I’m back in the States now, with no immediate plans to return to Israel/Palestine.  But here’s a final image, from another walk down near the Central Bus Station in Tel Aviv. Drawn by the lovely apricot umbrellas, I entered this cool space on a very hot day last week. What was going on here?  It wasn’t immediately clear.  The chairs were all lined up facing three largish TV sets, but nobody seemed particularly interested in watching the screens.  All but two of the customers–if they were customers–were black.  I approached this probably Ashkenazi couple sitting on the left, facing each other and talking in Hebrew–the guy is just outside the frame–who explained that this was a coffee shop, a Sudanese refugee coffee shop, and apologized for not being able to converse further: they were in the midst of a business discussion.  So that’s what they were doing there: taking advantage of a space where they were unlikely to be overheard as they talked business.  Or perhaps they were lovers, getting out of the public eye.  But what of the handful of Sudanese or Ethiopians or Eritreans seated here and there and not, as far as I could see, drinking a lot of coffee.  Could they, like me, have just wanted a place to sit down, out of the sun?  And why were the chairs aligned this way?  I decided that this elegant, provisional tent would fill up on evenings when a football match was being broadcast.
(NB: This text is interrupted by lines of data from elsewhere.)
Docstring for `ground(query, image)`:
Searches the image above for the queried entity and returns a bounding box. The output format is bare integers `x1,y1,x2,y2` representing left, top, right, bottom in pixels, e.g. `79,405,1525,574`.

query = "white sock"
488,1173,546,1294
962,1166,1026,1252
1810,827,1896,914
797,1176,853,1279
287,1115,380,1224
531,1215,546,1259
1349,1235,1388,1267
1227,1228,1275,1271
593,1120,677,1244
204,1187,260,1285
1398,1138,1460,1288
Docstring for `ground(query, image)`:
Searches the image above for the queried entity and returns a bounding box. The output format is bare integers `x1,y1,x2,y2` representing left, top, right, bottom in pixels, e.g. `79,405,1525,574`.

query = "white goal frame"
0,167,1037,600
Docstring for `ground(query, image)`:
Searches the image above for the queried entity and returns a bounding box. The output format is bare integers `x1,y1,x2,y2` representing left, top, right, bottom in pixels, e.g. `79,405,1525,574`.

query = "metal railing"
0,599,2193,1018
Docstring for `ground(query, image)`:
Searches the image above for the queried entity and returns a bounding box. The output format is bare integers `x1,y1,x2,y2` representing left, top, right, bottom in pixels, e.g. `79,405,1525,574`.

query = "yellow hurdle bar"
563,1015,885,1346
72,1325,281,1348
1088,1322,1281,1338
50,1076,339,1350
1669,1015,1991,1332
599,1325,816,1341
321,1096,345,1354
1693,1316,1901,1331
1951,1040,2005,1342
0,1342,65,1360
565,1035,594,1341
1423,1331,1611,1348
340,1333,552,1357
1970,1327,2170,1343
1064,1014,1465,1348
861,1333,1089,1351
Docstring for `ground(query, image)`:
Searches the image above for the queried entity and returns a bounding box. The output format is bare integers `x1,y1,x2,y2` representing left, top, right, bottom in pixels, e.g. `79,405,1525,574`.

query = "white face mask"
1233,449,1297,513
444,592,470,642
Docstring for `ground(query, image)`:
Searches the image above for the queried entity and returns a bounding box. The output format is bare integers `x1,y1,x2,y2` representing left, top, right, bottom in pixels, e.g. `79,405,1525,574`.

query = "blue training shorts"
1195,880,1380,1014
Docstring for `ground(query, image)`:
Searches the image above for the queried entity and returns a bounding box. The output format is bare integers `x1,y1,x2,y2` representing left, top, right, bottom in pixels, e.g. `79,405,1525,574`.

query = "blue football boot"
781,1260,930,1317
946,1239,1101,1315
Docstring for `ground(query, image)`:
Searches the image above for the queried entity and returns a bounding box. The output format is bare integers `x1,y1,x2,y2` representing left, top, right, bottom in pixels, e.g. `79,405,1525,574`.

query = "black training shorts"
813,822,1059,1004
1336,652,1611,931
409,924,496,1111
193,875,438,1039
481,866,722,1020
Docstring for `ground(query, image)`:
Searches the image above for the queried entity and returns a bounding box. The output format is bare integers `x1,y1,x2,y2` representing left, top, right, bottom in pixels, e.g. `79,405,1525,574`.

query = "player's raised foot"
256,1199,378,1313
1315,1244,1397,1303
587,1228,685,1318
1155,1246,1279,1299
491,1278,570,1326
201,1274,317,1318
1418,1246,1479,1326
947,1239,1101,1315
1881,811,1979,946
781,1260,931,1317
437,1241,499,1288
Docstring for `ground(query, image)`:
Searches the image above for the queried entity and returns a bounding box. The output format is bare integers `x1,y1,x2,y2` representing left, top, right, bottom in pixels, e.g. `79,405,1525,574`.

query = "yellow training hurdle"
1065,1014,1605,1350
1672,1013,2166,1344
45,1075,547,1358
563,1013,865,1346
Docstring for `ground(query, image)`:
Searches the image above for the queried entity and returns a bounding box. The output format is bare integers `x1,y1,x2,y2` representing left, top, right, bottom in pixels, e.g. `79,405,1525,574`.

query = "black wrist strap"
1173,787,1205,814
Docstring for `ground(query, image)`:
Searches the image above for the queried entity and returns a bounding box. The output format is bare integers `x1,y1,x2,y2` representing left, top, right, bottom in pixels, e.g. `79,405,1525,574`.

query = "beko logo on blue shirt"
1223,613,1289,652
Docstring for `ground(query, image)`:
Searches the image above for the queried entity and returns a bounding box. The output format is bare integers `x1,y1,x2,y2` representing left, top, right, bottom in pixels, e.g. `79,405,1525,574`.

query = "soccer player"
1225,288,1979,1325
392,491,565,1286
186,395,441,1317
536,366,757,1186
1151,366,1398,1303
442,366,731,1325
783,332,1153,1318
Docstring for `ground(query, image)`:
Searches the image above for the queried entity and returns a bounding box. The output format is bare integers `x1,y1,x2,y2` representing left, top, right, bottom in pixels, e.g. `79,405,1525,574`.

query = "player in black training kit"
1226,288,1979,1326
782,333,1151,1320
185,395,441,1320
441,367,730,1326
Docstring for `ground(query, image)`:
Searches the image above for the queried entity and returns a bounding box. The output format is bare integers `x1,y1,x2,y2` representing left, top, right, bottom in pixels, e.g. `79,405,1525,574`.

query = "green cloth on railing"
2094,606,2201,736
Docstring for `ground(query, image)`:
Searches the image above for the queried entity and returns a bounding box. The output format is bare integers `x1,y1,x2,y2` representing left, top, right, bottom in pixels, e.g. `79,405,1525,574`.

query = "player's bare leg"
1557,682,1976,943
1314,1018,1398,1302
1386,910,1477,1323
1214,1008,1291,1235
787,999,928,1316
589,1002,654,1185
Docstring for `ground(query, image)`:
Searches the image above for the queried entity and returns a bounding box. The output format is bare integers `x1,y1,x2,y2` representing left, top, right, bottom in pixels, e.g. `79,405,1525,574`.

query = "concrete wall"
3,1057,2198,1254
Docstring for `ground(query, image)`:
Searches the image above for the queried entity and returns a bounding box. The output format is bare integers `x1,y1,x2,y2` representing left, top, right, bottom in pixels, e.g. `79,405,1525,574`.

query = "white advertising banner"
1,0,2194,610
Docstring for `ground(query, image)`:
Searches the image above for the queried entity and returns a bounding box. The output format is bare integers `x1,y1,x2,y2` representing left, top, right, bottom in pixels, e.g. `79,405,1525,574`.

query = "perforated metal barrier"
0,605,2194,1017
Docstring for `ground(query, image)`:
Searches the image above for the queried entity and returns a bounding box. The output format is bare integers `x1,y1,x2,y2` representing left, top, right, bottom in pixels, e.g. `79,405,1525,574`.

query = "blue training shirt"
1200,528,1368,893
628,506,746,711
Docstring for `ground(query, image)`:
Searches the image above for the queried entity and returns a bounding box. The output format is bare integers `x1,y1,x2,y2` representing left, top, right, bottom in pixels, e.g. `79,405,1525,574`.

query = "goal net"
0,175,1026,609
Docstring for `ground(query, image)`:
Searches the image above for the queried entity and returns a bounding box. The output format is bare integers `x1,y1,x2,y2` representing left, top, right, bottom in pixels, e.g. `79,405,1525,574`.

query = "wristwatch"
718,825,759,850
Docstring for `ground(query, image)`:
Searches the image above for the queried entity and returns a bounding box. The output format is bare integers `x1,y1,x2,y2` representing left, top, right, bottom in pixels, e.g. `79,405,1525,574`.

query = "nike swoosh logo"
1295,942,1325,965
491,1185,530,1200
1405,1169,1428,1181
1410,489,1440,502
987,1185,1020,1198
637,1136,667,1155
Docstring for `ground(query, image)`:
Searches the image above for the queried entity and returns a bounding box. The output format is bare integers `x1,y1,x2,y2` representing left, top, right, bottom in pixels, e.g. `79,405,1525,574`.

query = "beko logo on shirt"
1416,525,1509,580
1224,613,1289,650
Willy-nilly, Tel Aviv has become what Doug Saunders has called an “arrival city,” part of a world of flight, migration, and resettlement.  Not always a happy story.  Anything but: think of the places where refugees from Syria, from the Congo, from Burma, are currently being received.  But it was, in a way, a relief to be reminded that there are other things going on here beyond the grinding down, by the State of Israel, of its Palestinian neighbors.